Dust Mites (Dermatophagoides pteronyssinus)
Dust Mites are 1/75th of an inch in size (nearly impossible to see without magnification).
Dust mites feed on dead skin that has been shed, (dander) from both humans and animals. They can also feed on protein based foodstuffs, opting more for dried products rather than products with moisture. Populations can escalate rapidly in humid months as mites are proficient at absorbing moisture from the air.
The most common area for finding mites is in the bed due to the abundance of skin particles. House dust mites may also be found in living areas especially carpet, furniture, and clothing.
People can have allergies to house dust mite cast skins and droppings. These reactions will not generally cause a rash. The reaction is more likely to be a respiratory constriction, a common symptom of asthma. Itchy, watery eyes may also be symptoms. Approximately 50-80% of asthmatics may have symptoms due to house dust mites.

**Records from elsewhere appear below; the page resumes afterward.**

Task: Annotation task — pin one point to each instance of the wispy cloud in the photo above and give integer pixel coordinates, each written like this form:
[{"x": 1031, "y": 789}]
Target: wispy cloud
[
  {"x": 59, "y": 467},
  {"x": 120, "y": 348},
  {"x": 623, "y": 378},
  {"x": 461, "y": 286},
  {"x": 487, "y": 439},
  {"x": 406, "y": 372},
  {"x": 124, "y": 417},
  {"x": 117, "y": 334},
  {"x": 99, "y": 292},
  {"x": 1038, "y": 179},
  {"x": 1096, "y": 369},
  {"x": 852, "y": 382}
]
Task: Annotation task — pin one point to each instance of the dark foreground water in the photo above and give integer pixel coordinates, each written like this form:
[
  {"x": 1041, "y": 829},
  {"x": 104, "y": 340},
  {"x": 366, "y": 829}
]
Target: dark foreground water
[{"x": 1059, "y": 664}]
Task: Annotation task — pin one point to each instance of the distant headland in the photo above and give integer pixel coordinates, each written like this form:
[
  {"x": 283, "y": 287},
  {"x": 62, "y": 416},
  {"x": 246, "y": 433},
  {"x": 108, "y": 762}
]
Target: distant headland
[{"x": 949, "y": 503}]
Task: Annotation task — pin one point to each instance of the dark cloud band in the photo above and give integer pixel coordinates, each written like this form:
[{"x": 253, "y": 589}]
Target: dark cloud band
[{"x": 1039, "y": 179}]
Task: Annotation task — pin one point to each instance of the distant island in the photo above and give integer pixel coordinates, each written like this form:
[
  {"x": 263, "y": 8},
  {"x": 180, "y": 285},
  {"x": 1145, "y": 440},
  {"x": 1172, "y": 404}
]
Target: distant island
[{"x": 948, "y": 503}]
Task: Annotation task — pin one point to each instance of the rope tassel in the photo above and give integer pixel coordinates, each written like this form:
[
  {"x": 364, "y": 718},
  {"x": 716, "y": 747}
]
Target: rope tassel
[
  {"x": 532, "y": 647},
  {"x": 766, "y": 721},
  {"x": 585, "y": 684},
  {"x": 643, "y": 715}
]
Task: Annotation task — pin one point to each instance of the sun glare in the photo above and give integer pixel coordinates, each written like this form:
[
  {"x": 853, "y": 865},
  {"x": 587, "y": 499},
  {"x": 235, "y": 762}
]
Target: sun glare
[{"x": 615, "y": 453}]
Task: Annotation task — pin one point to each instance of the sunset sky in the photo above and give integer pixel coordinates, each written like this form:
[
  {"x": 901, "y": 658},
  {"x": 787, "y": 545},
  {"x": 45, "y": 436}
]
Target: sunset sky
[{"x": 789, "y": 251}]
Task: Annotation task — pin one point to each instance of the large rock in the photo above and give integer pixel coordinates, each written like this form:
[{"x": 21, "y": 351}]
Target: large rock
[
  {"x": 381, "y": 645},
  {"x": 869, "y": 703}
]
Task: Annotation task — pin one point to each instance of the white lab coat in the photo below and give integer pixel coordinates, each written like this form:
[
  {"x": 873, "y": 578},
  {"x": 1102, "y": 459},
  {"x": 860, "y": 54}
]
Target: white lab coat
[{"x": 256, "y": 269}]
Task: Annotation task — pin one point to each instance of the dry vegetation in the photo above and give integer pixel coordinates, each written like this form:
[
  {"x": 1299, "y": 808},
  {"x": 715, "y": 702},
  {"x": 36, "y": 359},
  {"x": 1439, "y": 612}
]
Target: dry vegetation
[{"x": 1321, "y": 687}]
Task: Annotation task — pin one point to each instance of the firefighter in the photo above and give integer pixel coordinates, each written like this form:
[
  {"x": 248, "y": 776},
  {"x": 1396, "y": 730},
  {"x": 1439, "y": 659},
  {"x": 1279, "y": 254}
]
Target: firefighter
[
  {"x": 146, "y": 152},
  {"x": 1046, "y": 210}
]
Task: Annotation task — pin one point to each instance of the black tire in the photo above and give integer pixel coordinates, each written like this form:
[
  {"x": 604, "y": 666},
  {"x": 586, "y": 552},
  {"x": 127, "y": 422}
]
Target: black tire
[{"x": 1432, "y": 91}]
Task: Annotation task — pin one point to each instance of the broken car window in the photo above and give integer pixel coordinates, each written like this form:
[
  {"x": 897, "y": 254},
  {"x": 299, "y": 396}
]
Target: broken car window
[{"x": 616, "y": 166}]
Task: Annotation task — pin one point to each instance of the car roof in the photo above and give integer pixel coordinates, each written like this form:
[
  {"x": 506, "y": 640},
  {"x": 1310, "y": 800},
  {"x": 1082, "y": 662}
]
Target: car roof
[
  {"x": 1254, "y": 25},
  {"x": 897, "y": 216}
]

- Vacuum all areas frequently using a HEPA filter vacuum.
- Change bed linen regularly and frequently.
- If house dust mites are a serious problem, mattress encasement with a cover tested for house dust mites may be helpful.
- Open windows frequently to keep humidity low.
- If asthmatic, avoid playing with children or animals on a carpeted area to avoid contact with mites or casings.